Marshall Pickering
- Predecessor: Marshall Morgan and Scott; Pickering and Inglis
- Founded: 1981
- Defunct: 2001
- Successor: Zondervan
- Country of origin: United Kingdom
- Publication types: Books
- Nonfiction topics: Christian literature

= Marshall Pickering =

Marshall Pickering was a British book publisher that specialised in Christian literature.

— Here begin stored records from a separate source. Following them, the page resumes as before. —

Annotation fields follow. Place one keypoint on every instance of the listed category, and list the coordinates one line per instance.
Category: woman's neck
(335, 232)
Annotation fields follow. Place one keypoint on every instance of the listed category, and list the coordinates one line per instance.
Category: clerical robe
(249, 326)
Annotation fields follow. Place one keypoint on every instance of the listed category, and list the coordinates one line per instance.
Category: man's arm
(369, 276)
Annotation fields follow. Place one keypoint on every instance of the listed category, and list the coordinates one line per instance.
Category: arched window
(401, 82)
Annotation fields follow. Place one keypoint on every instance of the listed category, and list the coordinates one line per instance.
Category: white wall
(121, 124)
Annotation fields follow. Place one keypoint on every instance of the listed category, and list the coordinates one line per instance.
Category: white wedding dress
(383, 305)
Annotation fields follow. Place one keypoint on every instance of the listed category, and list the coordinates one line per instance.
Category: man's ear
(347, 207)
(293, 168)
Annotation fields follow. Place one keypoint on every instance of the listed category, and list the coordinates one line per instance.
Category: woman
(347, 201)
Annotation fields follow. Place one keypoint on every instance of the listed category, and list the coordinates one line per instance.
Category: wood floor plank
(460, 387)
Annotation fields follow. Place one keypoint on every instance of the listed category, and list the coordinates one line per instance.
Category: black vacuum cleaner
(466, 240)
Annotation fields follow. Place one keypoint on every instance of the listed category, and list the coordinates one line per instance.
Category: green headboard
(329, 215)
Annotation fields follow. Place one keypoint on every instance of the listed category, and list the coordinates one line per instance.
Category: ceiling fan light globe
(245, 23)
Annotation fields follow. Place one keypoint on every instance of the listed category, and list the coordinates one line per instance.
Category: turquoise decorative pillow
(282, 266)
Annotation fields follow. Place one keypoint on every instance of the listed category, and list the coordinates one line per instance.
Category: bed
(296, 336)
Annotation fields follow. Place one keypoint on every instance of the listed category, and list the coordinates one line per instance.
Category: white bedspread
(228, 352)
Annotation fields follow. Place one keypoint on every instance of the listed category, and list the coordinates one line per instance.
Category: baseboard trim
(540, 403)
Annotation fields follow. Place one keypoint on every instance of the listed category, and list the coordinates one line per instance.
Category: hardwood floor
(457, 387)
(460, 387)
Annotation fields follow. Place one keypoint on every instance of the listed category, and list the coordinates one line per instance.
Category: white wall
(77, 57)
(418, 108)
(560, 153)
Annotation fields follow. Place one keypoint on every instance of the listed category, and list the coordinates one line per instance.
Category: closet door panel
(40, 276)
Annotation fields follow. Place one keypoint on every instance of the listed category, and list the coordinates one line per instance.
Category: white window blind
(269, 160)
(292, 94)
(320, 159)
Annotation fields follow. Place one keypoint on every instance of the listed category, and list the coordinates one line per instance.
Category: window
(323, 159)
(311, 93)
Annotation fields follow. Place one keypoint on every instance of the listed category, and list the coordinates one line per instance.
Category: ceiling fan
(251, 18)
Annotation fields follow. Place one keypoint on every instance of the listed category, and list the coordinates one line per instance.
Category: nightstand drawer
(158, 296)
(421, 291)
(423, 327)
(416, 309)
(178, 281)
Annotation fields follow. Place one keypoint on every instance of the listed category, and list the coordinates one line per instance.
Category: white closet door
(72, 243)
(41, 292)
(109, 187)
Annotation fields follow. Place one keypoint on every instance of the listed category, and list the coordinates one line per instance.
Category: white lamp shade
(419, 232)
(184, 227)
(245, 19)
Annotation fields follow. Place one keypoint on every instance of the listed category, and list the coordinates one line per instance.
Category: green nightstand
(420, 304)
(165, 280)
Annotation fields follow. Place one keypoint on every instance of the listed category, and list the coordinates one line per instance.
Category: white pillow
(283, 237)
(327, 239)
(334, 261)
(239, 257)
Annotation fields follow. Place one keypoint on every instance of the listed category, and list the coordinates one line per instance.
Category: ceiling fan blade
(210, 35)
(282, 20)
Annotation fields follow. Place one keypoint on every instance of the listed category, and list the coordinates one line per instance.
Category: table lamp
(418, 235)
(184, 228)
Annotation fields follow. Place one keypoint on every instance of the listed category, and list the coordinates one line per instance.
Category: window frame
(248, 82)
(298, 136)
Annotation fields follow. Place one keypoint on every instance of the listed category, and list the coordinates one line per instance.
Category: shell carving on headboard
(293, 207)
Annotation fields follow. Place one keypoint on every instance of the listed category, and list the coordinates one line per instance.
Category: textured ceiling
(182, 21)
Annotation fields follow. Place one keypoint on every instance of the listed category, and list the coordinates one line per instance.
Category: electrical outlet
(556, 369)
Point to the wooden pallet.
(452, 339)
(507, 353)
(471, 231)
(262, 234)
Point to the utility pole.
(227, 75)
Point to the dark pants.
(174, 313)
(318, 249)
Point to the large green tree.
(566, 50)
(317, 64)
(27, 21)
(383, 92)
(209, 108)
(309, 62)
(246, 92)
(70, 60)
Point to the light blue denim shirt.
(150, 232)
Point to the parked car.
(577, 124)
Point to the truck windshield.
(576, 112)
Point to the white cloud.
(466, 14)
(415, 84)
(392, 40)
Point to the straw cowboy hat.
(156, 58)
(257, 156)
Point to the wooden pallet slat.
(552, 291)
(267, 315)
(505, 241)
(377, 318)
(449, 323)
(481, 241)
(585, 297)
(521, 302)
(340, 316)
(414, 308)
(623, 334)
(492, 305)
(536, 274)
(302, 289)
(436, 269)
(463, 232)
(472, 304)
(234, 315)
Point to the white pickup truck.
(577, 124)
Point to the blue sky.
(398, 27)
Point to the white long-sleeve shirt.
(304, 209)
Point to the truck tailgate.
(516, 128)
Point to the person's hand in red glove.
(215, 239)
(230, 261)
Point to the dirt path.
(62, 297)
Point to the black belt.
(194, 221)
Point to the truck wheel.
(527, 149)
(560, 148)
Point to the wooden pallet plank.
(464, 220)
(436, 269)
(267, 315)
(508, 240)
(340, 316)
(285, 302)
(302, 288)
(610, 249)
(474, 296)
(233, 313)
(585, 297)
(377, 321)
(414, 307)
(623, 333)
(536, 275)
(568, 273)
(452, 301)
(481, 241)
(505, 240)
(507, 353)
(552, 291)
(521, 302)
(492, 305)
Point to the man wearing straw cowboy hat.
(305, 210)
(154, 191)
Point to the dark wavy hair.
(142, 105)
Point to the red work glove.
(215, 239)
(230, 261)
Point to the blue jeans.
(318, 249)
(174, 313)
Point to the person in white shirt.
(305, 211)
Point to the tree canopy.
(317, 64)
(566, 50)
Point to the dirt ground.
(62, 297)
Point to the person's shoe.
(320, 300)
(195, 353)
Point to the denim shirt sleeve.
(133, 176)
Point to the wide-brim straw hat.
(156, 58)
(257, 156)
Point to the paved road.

It was created in 1981 as a merger between two long-established Christian publishers and was acquired by Zondervan in 1983.

== History ==
The publisher was formed in 1981 from the merger of two long-established Christian publishers: Marshall Morgan and Scott, a London-based predominantly Baptist publishing house, which had acquired a number of publishing companies over the years, such as Bagsters (Bible publishers since 1794) and Oliphants; and Pickering and Inglis, a long-established Glasgow-based publisher, publishing largely for the nonconformist church in Scotland with many Brethren publications. Marshall Pickering was acquired by Zondervan in 1983.

Zondervan was bought by Harper & Row in 1988. In 1989, Collins was bought by Rupert Murdoch's News Corporation, and the publisher was combined with Harper & Row, which NewsCorp had acquired two years earlier, to form HarperCollins. Marshall Pickering was merged into Zondervan in 2001.